STEP 3: Check OA availability of own output and cited references from OADOI
STEP 4: Calculate final score
I used a very simple algorithm here: calculating the percentage OA for own research output in ORCID (level 0), and for the references cited therein (level 1), and then weighing those as 1 and 0.5, respectively. I did not correct for duplicate citations or self-citations (see remark on perfectionism above
Running this script gave the following result for my own research output:
My output is a mixture of papers from my PhD/postdoc years (until 2008) and a variety of research output from my work in the library and scholarly communication community (since 2009). The former I expect to be very low on Open Access, the latter hopefully a lot more :-) Using info on publication dates (from ORCID or CrossRef), it should not be too difficult to split the analysis across these two time periods, but I haven't done that here.

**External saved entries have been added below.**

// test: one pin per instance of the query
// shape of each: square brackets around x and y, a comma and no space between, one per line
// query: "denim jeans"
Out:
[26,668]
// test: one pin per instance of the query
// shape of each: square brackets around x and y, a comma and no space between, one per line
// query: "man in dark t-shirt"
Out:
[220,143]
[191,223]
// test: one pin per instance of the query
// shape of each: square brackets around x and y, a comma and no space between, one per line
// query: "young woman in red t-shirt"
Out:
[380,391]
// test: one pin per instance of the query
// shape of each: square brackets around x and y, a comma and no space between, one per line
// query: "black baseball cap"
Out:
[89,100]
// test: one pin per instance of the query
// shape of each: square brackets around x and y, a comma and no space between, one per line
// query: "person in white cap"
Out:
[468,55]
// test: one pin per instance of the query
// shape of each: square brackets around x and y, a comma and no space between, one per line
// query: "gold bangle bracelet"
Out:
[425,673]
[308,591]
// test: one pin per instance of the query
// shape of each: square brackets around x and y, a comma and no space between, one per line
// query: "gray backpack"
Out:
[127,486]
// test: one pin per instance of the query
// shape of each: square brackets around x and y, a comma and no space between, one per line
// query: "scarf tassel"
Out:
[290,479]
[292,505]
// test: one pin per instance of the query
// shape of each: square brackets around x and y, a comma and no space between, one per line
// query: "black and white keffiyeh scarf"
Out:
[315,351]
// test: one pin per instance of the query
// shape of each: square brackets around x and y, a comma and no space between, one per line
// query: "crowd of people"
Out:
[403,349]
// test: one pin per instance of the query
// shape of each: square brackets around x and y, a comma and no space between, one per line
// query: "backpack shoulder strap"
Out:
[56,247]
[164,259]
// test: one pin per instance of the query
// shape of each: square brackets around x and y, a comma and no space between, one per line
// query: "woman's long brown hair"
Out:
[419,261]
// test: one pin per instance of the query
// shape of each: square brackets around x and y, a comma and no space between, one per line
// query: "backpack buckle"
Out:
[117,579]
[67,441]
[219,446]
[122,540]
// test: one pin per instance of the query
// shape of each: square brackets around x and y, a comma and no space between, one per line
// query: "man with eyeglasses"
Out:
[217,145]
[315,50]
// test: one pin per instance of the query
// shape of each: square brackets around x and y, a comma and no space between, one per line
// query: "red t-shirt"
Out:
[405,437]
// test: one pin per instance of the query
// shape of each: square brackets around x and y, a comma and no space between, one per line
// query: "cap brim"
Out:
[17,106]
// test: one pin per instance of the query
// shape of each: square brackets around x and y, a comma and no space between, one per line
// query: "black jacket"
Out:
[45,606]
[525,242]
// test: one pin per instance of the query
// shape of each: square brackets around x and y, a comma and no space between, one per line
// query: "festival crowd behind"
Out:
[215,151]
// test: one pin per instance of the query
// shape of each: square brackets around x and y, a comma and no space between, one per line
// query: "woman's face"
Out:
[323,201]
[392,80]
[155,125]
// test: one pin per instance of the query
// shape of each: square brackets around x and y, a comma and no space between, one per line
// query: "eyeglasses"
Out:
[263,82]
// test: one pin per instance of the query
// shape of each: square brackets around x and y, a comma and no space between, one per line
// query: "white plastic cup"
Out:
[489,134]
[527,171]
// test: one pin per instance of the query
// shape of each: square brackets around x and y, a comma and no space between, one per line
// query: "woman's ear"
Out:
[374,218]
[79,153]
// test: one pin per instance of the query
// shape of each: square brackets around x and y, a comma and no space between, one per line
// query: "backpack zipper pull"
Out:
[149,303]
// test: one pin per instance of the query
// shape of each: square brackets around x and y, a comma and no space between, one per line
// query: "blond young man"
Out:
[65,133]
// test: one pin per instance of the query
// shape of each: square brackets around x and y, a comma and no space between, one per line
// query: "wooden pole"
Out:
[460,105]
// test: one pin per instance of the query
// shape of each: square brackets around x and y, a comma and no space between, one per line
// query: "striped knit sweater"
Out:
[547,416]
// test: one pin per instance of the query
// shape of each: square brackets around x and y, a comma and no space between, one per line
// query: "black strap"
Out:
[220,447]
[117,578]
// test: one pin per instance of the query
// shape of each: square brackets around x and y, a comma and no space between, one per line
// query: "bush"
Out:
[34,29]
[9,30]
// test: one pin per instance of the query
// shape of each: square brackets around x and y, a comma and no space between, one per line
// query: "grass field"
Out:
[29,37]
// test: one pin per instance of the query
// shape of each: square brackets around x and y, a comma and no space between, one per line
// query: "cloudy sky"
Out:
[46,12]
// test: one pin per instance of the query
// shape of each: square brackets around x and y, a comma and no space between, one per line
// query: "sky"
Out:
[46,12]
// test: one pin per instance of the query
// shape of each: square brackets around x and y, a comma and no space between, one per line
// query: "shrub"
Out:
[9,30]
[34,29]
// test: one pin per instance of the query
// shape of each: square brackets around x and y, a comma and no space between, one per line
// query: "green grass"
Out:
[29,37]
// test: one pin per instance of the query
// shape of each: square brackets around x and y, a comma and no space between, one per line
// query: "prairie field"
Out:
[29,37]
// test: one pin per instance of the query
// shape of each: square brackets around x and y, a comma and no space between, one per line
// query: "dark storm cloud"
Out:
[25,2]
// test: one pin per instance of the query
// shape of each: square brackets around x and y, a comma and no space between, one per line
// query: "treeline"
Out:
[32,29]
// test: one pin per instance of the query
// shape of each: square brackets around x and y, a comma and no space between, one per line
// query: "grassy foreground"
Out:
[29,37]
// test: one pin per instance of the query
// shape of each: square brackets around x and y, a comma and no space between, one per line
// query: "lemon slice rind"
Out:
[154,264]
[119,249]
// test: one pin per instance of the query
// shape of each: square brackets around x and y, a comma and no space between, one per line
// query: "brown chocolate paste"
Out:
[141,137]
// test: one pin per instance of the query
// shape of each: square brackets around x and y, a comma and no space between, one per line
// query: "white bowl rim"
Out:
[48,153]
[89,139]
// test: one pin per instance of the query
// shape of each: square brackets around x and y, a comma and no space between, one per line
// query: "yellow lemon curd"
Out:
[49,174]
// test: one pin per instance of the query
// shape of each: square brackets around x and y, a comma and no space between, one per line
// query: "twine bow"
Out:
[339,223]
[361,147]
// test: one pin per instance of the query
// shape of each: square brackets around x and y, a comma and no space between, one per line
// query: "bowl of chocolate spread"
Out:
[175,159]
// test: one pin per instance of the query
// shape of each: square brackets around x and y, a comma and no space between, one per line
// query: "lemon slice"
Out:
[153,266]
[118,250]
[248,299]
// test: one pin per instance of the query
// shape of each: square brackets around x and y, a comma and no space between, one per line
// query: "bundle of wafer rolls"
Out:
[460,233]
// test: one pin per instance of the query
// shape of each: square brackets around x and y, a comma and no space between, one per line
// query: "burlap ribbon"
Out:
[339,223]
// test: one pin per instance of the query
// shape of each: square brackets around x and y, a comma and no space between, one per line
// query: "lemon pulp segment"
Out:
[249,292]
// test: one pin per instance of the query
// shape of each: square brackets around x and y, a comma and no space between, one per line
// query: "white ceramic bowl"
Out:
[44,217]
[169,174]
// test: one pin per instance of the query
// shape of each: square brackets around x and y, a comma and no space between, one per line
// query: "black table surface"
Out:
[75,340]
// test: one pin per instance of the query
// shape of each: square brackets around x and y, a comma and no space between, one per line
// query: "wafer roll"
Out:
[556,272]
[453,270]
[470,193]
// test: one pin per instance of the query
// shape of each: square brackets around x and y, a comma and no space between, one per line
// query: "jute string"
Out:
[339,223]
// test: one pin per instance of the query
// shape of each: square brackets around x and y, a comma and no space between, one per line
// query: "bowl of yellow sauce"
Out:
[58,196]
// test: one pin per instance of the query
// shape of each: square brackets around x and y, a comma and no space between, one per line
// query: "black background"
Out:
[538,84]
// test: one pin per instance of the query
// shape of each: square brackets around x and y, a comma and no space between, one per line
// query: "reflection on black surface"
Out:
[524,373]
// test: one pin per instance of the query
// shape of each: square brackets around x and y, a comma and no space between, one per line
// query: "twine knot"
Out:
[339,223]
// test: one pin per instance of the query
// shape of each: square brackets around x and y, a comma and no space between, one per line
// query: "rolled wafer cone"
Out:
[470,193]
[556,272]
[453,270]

This approach only includes research output that has a DOI. Cited references are only retrieved for output with a CrossRef DOI and also need to have a DOI themselves to be included in the analysis. This excludes many types of research output that either do not have a DOI, for which information on their DOI is not included in ORCID or Crossref, or that, for level 0 (own research output), have a DOI from a different registrar (like DataCite). Whether this introduces a systematic bias very much depends on one's type of research output and publication behaviour, but is quite likely. See also the next point.

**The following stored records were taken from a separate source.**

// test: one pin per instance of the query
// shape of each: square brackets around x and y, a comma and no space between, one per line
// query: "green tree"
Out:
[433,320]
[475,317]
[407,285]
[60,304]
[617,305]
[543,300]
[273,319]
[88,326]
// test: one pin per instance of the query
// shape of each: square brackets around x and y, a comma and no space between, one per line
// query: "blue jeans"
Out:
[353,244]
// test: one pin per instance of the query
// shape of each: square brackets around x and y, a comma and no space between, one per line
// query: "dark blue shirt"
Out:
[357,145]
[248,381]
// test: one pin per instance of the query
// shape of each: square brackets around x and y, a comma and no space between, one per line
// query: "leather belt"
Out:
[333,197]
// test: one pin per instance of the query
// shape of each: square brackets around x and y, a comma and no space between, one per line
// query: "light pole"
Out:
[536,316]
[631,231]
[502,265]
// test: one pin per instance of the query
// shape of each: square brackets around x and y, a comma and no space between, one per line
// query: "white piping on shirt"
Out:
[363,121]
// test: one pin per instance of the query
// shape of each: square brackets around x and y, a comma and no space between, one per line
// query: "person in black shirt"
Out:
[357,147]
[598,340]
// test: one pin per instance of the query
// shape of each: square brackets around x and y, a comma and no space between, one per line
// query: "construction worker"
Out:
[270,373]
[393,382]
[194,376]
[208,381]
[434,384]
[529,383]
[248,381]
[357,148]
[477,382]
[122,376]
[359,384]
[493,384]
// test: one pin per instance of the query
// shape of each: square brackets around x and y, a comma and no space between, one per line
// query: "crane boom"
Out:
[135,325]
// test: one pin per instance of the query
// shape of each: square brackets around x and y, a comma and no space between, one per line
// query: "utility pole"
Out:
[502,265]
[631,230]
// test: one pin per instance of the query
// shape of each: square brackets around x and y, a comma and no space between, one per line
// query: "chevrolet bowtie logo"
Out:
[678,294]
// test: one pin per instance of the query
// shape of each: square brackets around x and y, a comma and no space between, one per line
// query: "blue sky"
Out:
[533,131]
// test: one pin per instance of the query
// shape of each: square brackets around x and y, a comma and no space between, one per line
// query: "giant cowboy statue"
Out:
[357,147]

The incompleteness of the open citation data means that the number of citations retrieved will be an underestimation. Since a large proportion of the missing references comes from one publisher not yet participating in I4OC (no guesses needed), there will most likely be bias here, too (again, depending on one's publication behaviour).
Possible errors occur when the DOIs retrieved are incomplete (as I've seen in a couple of tests), or contain special characters that cause problems when querying the CrossRef or OADOI API. I tried URL encoding with
URLencode, but this slowed the script down considerably, so I decided to just escape any errors with
TryCatch. Errors are not (yet) reported on. Depending on publisher's conventions in naming DOIs this could introduce systemic bias.
No distinction is made between Gold, Hybrid and Green OA. Using the data retrieved from the OADOI API v2, this can be further refined.
As mentioned above, duplicate citations and self-citations are not corrected for in any way. Additionally, I have only looked 1 layer deep, this can of course be extended further by repeating step 2. Additionally, using a different algorithm/weighing for calculating the final score will obviously influence the result. There are certainly more sophisticated ways to devise this! (but: curbing perfectionism...)
There are many ways this script can be improved. Still very much learning R - so thanks Egon for the challenge!